We do prevail, said the twilight.
We prevail from our ashes,
            in the sea
            in the cedar grove
            on the mount
            on the mountain
at the wall
at the wailing of the day.

I traced the Aramaic letters,
            stumbling like a stranger to my own faith.
And then, as if in the beginning,
            Bereshit,
A voice rose up through me,
A song that made itself up as it went.

This memory is all I have of you.
This moment is all we have ever had of one another.
This grief is a verb.
This peace is always, always becoming what it will be.

Deborah J. Ross
17 Tishrei 5774

Tuesday, September 17, 2013

Healing Stories From The Heart



I know this journey well, for it was one of the lifelines that carried me back from my personal
abyss, which I’ve written about before and will do so again. I have heard a dozen variations of what brought writers to their knees and how they found the words to spin despair into hope. Although particular circumstances differ, as does the degree of incapacity, we have enough in common to recognize our kinship. We are those for whom the stories-of-the-heart have been a beacon, a sustenance, and a means of growing even stronger as we heal.
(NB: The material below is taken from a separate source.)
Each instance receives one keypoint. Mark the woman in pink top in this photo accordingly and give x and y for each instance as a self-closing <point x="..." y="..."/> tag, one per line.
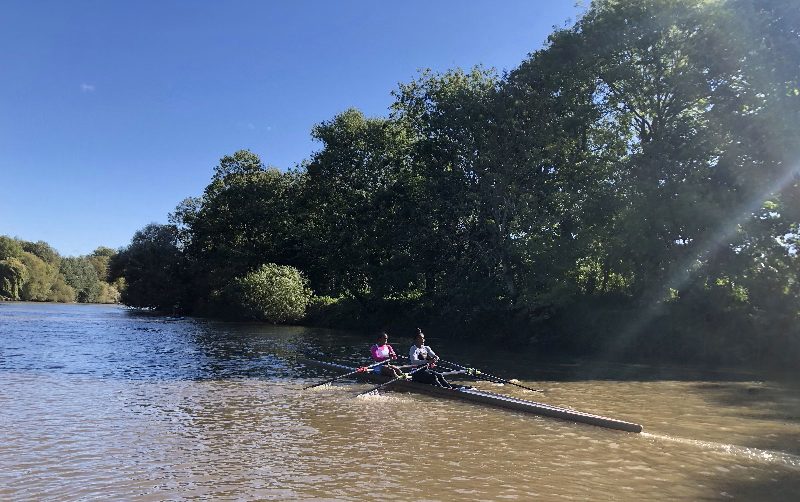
<point x="382" y="351"/>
Sometimes, the very act of writing – no matter what the subject matter – helps us to focus. There’s nothing like a thorny plot twist or a challenging bit of dialog to distract us from other problems. Joseph Conrad said, “It’s work that saves us,” and this is as true for writing as for any other endeavor. Stories, unlike so much of real life, must have structure and meaning.

Some stories, on the other hand, do more than provide a framework for intellectual problem-solving. Whether they are characters, situations, or entire worlds we know and love, or whether they arise during our time of crisis, they speak to us – they call to us. They give us a voice. Perhaps a new voice, perhaps one we have lost or that life has battered out of us. Or maybe it is simply that when we are pushed to the wall, emotionally or physically, we need to connect with what gives us joy. Wellsprings of secret delight and unabashedly un-guilty pleasures. And healing.

Friday, September 13, 2013

A Community of Love



 Horse people form extraordinary, loyal, and sometimes contentious communities. The same is true for readers (and writers!) of science fiction and fantasy. (And for martial artists, and musicians, and . . .) When two or more of these interests coincide, the results can be magical.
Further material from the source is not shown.